Sometime ago, I was an unfortunate participant and witness in one such project and have learned many valuable lessons from that experience. I went into a project that was only three months from implementation (after nearly 4 years in the works), and several features were either still not implemented still or were not working correctly. Because of poor leadership (and due to some bad hiring decisions), almost every member of the original team that had helped to design or develop major portions of the system had either quit or were let go. The project was nearing its implementation date, and the project owners were anxious to get this done. And so, a bunch of us went on a "rescue mission" to fix things. But, we were in for a huge surprise. We found it nearly impossible to implement the missing features or fix any pending defects for several reasons. We noticed extremely hard to read the existing code (some PL/SQL procedures were up to 5000 lines long) filled with hard coded numbers and dates and it was hard to tell their significance without any comments as well. There was also very poor error handling, error logging and other debugging mechanisms in the system making it harder to troubleshoot problems still. Compounding this situation was the fact that most documentation around the project had become out of date. The code really needed heavy “refactoring” (clean up), but given the looming deadline and other constraints, the software project management team advised us to go ahead and just "ram" our fixes in. So, we did our best, and did implement the system in time although the whole experience was most stressful for everyone involved.
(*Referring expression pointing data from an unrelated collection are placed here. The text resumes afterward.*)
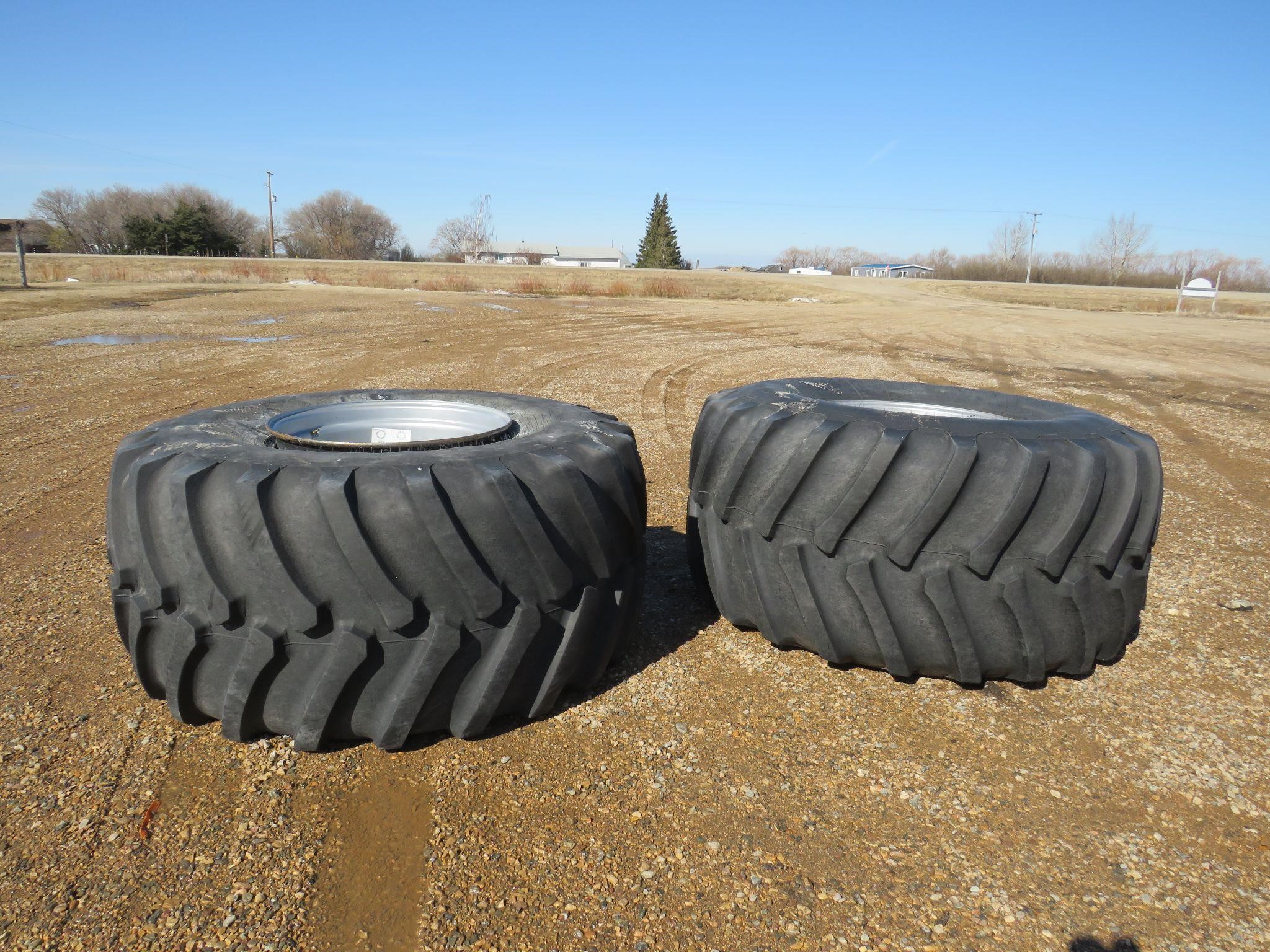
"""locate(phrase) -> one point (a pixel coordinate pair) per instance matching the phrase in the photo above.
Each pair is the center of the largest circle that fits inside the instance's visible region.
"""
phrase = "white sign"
(1199, 287)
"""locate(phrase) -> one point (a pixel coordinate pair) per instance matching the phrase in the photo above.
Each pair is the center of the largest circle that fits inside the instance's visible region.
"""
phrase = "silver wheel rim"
(904, 407)
(380, 426)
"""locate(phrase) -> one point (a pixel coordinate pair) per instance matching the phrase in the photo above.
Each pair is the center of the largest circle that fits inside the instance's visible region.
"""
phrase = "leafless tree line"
(465, 235)
(1119, 253)
(342, 226)
(94, 221)
(333, 225)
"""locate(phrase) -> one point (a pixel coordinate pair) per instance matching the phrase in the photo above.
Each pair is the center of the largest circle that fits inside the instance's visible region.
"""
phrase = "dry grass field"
(713, 792)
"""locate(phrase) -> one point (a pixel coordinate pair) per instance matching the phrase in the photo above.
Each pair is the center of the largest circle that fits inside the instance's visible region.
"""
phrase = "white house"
(883, 270)
(558, 255)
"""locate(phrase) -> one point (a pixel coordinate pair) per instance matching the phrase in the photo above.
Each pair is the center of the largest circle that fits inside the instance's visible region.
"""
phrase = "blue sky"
(894, 128)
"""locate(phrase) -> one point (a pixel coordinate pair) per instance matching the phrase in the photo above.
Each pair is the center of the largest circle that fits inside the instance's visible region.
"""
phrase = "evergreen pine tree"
(648, 248)
(660, 245)
(671, 257)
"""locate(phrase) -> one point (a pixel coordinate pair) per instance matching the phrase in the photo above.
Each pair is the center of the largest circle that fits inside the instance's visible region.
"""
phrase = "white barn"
(558, 255)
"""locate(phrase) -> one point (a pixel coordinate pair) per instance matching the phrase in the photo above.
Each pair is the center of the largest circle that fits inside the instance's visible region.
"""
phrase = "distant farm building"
(558, 255)
(892, 271)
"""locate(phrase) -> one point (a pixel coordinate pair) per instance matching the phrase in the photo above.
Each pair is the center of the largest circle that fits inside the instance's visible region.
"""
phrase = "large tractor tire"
(925, 530)
(360, 565)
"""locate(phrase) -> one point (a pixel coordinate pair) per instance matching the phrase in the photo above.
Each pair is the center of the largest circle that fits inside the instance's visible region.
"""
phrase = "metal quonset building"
(892, 271)
(559, 255)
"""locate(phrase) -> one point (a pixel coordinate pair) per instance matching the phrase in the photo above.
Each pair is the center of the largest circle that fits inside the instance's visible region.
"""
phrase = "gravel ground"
(714, 792)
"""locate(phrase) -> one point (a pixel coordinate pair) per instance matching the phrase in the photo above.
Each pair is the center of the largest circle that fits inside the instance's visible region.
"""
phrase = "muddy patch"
(115, 339)
(370, 881)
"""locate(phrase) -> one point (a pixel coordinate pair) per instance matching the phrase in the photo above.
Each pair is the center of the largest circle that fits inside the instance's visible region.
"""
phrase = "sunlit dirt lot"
(713, 791)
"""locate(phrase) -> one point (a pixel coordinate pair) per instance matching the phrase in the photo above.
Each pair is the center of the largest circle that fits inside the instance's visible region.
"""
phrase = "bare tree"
(938, 258)
(60, 208)
(93, 221)
(1010, 242)
(338, 225)
(461, 238)
(1122, 245)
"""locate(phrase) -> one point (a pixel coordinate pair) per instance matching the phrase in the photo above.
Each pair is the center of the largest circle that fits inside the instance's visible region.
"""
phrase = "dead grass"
(1104, 299)
(546, 281)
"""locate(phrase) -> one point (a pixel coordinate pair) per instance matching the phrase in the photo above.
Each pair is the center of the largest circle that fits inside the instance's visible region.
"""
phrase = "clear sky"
(892, 127)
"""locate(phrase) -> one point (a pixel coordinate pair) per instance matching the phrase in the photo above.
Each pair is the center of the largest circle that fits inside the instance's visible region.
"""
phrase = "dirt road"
(714, 791)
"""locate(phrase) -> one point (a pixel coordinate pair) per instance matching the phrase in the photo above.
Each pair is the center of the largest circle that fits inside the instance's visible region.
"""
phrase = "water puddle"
(115, 339)
(118, 339)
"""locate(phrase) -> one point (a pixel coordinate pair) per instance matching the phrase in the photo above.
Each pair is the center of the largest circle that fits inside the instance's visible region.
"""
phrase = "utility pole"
(22, 252)
(269, 187)
(1032, 244)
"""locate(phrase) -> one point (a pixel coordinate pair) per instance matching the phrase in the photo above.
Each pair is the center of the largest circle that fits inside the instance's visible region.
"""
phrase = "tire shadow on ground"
(672, 614)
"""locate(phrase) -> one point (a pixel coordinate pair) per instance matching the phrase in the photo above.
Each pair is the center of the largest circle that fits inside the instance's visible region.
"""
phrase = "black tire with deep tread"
(345, 596)
(964, 549)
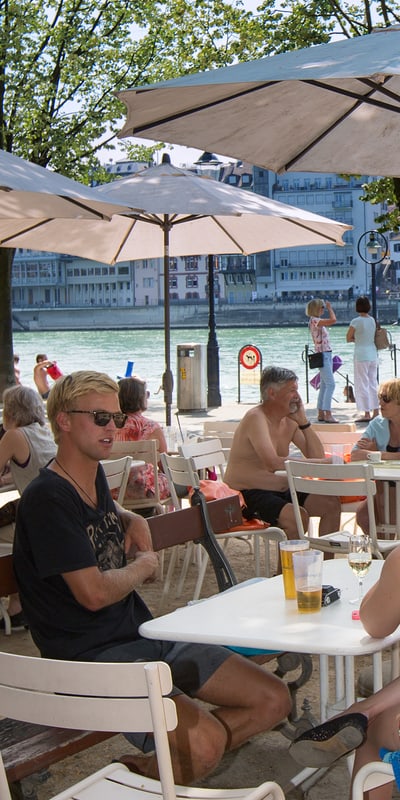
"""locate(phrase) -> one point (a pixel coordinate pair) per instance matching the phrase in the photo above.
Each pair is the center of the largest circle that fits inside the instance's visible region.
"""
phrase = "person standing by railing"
(318, 329)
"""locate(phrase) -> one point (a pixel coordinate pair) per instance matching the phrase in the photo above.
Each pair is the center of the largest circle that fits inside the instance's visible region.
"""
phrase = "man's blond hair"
(391, 390)
(69, 388)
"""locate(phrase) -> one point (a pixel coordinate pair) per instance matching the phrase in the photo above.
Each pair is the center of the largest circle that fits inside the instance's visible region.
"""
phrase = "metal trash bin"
(192, 377)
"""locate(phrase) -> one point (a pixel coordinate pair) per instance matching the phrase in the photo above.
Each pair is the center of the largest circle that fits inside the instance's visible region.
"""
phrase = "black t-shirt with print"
(56, 532)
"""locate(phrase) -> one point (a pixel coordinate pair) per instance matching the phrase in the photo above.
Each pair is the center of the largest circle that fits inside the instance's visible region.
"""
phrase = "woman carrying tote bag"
(318, 329)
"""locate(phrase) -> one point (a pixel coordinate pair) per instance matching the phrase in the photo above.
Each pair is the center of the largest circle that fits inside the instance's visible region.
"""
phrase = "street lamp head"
(373, 245)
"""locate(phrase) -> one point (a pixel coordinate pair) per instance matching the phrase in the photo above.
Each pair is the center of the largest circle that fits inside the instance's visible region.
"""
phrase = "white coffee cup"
(374, 457)
(337, 452)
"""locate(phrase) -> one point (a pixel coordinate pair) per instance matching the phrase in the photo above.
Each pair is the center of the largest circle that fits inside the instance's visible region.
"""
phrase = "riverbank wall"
(183, 316)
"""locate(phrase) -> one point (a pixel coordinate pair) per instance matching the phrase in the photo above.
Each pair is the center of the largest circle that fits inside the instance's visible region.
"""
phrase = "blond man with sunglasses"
(382, 434)
(79, 560)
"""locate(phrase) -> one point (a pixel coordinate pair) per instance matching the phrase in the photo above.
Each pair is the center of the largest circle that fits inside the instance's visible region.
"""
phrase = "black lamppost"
(213, 392)
(372, 247)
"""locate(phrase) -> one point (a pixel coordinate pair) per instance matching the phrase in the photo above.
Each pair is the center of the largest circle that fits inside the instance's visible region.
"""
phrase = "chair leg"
(5, 615)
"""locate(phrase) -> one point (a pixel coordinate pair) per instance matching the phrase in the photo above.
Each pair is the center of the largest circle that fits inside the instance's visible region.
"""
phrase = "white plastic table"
(256, 615)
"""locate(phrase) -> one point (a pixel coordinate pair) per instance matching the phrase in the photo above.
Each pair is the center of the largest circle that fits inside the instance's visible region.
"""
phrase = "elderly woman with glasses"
(382, 434)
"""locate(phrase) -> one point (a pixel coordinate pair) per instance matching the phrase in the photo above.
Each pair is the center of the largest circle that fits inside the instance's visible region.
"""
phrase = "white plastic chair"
(143, 450)
(369, 777)
(105, 697)
(117, 474)
(183, 471)
(355, 479)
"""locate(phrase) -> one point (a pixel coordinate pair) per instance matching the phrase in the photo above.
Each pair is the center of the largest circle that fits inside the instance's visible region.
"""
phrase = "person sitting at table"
(381, 434)
(133, 397)
(79, 566)
(260, 447)
(374, 723)
(26, 446)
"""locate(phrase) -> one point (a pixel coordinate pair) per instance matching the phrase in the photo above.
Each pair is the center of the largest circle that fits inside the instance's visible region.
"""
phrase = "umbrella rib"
(359, 101)
(229, 235)
(81, 204)
(28, 226)
(259, 87)
(203, 107)
(364, 98)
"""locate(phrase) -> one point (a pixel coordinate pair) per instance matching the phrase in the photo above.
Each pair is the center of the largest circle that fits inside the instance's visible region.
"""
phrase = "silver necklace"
(92, 502)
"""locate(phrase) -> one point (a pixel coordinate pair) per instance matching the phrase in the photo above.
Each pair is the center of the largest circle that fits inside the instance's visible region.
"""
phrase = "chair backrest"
(180, 471)
(196, 524)
(216, 427)
(117, 474)
(144, 450)
(8, 582)
(208, 453)
(338, 437)
(338, 480)
(91, 696)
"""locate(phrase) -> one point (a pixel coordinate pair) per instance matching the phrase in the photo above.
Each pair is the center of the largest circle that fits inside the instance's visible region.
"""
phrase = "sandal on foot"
(323, 745)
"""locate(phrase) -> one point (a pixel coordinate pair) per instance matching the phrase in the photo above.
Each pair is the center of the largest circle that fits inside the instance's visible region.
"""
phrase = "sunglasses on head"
(102, 418)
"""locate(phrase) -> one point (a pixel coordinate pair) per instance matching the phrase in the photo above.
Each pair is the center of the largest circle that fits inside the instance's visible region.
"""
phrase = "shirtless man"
(260, 448)
(80, 559)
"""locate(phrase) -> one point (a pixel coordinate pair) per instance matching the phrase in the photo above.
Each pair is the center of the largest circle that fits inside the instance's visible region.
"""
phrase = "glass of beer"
(307, 566)
(287, 549)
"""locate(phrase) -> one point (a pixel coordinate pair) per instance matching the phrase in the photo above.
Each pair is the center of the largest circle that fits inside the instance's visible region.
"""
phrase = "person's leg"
(381, 715)
(383, 731)
(275, 508)
(327, 386)
(327, 508)
(247, 700)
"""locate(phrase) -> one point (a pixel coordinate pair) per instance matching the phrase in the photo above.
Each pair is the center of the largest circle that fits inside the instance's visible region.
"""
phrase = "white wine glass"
(359, 559)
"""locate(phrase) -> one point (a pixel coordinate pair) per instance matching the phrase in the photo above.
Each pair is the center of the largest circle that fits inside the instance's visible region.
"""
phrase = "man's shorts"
(268, 504)
(191, 667)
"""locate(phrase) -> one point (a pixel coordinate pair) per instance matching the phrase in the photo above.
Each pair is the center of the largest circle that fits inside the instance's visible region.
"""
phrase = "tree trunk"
(7, 377)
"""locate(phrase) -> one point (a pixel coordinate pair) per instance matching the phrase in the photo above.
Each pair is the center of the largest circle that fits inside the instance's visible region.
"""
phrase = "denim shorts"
(191, 666)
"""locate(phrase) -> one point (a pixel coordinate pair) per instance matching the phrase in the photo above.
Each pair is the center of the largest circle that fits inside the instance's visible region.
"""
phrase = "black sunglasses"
(102, 418)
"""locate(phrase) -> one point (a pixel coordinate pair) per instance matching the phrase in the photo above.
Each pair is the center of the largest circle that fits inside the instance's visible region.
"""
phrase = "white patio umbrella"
(185, 214)
(32, 194)
(328, 108)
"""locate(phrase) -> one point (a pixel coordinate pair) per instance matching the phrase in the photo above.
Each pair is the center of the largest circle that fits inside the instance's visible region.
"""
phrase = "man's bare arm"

Nothing diminishes anxiety faster than action. ~ Walter Anderson
After this implementation, I couldn’t help but wonder after about my many findings during the project, especially about the huge number of clues that had emerged even at the beginning when things appeared to be going smoothly. For example, looking at the defect logs, I could almost trace a “history” of the attitude of the original project team as many team members seem to have operated under the belief that unless a defect was in the area of their direct responsibility, then it was not something they needed to be concerned with. This approach was used to successfully ignore many issues (including some core architectural problems) which were in areas used by everyone. It was not long before these problems grew many fold very quickly and started to impact almost everyone involved. The team members then started to point fingers at each other instead of collectively working together to solve these problems. No one felt any pride about what had been accomplished overall as a result even though many members of the team sacrificed so much of their family time to help get this project completed.
For me, this project will always stand out as a perfect example of what happens when software teams do not place emphasis on code quality right from the beginning. It helped highlight the importance of keeping both the requirements and design documentation current, and the value of unit and automated testing mechanisms. Most importantly, this “fiasco” helped highlight the fact that software projects should provide an atmosphere for people to speak-up and challenge approaches to all aspects of a system being developed (even on areas that may not be strictly in the realm of responsibility for some team members). When such practices and approaches are adopted, software teams should be able to enhance or fix any problems in software much more quickly.